Republican presidential candidate Mitt Romney answered tough questions on veterans' benefits and the future of U.S. troops in Afghanistan Saturday, castigating President Barack Obama for failing to effectively communicate to the troops and Americans at home why we're still there.

The former Massachusetts governor told a woman at a rally in Dayton that the president has failed in supporting her daughter, who is serving in the 82nd Airborne Division at Bagram Airbase and is confused why she is still there, according to her mother.

“If your daughter is not familiar with the mission that she's on, how in the world can the commander in chief sleep at night, knowing that we have soldiers in harm’s way that don't know exactly, precisely, what it is that they're doing there?" The National Journal reports Romney said. Romney told the crowd that he found the president's failure to make the mission clear, one of the "most disturbing and hard to explain" elements of Obama's tenure, according to The National Journal.

Romney said Saturday that he understood the troops' purpose in Afghanistan is to hep Afghani foces achieve sovereignty and security, but pointed out that "we will not be able to hand on a silver platter their freedom. They will have to fight for that, earn it, keep the Taliban from taking it away from them. But we've given them that opportunity. We need to finish the job of passing it off to them, and bring our troops home as soon as humanly possible."

During an appearance with Mike Huckabee on Fox New Saturday night, Romney answered questions on how he would serve soldiers when they come home. The former Massachusetts governor assured panelist Michael O'Machearley, who lost his son in Iraq in 2003, that he would reduce federal spending as president but would not cut back on the military budget.

"I do not want to see us reduce our number of ships or aircraft, or our number of active duty personnel. And I certainly do not want to see us reduce our commitment to caring for those who need our care,” Romney said. Romney thanked O’Machearley for his son’s sacrifice and said for those who come back wounded, “we have an obligation to repair their lives and allow them to have a bright and prosperous tomorrow.”

In another emotional exchange at the Huckabee forum, David McArthur asked the former Massachusetts governor to look him in the eye and promise that if president, Romney would take care of veterans like his son, a veteran who suffers from severe post-traumatic stress disorder and traumatic brain injury.

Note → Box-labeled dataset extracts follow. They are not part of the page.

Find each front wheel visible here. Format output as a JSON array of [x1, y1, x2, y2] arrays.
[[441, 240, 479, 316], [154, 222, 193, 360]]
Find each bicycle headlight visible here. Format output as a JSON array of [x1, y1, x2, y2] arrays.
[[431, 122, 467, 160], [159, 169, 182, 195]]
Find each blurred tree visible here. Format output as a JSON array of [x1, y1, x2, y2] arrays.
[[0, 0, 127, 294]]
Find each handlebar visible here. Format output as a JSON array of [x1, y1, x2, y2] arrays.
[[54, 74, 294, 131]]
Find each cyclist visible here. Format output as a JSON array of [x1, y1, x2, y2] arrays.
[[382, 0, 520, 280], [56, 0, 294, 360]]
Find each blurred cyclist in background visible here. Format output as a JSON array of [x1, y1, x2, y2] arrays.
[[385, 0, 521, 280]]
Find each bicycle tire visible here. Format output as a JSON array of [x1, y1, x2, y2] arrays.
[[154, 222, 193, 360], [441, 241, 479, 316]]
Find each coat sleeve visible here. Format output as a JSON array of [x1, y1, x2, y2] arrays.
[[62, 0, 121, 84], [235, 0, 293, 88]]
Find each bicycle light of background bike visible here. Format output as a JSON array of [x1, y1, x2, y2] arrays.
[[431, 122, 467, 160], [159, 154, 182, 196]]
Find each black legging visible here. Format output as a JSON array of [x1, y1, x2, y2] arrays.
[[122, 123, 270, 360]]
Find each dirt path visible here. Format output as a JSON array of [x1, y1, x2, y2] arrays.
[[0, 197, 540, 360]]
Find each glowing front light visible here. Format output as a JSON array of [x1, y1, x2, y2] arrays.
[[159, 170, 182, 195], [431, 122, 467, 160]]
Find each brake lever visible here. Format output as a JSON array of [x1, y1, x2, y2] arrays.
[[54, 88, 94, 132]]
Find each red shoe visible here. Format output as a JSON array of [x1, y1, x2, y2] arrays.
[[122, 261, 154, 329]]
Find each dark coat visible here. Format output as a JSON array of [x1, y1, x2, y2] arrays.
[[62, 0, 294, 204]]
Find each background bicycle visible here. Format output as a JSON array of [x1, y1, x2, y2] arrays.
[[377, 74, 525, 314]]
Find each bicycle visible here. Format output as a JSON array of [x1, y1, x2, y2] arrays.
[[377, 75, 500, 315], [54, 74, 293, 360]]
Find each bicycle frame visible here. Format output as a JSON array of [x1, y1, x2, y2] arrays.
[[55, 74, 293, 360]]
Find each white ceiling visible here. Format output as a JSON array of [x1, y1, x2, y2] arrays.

"I want you to know how much I appreciate your son’s sacrifice for our country, and I appreciate your sacrifice, your family’s sacrifice for our country," Romney said. "To those who put everything on the line, we owe everything they need. And I can tell you if I’m president of the United States, I’ll not be raising co-pays on soldiers that are wounded, on men and women who serve this country. And I will do everything in my power to help your son and the men and boys and women and girls like him.”

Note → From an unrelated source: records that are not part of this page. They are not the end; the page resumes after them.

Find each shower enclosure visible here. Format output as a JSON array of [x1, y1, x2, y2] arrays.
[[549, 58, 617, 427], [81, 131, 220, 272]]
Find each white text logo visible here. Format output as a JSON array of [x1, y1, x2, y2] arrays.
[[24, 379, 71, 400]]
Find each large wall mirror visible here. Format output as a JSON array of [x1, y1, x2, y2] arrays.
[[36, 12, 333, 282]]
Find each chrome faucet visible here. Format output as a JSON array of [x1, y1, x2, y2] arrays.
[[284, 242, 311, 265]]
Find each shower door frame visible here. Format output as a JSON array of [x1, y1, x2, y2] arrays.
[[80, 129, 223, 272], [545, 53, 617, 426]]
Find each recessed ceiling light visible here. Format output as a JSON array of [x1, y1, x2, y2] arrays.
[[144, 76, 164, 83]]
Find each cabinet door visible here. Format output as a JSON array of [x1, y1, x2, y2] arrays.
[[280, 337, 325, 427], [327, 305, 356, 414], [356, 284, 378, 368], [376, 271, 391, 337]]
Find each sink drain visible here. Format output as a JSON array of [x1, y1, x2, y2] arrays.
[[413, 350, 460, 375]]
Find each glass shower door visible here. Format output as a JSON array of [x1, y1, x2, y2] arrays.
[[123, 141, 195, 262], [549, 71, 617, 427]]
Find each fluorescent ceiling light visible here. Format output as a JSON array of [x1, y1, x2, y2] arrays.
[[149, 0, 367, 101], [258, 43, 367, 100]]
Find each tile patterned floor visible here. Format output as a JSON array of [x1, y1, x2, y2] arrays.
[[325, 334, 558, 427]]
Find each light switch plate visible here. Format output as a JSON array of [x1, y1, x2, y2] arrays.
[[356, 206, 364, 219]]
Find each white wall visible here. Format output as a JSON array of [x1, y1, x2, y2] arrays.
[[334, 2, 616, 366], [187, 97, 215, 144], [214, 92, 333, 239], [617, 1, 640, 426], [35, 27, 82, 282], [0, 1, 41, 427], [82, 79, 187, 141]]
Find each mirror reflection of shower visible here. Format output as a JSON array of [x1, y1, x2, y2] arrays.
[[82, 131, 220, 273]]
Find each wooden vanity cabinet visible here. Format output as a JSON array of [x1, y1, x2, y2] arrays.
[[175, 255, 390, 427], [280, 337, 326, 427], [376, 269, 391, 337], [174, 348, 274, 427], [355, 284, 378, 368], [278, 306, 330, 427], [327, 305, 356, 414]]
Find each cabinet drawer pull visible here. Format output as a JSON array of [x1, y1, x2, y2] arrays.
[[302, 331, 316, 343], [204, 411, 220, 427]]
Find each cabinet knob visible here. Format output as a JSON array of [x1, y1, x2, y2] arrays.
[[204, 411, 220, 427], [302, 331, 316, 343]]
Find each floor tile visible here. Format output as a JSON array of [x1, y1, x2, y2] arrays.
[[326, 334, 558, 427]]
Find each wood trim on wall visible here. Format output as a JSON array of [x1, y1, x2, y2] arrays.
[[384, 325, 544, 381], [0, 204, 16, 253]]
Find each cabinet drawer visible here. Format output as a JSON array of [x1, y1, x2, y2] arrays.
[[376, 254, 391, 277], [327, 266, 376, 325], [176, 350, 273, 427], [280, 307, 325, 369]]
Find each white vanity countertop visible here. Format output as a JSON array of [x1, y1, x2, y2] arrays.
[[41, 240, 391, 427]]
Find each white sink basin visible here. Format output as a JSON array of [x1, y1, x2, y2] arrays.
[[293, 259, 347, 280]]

The National Journal notes that Romney has criticized Obama for announcing a withdrawal schedule and for the pace of the withdrawal from Afghanistan. An Obama campaign spokeswoman responded to Romney's criticisms Saturday, telling the The National Journal that Romney "has failed to outline any plan at all for what he would do in Afghanistan and has even made clear that he would leave our troops there indefinitely."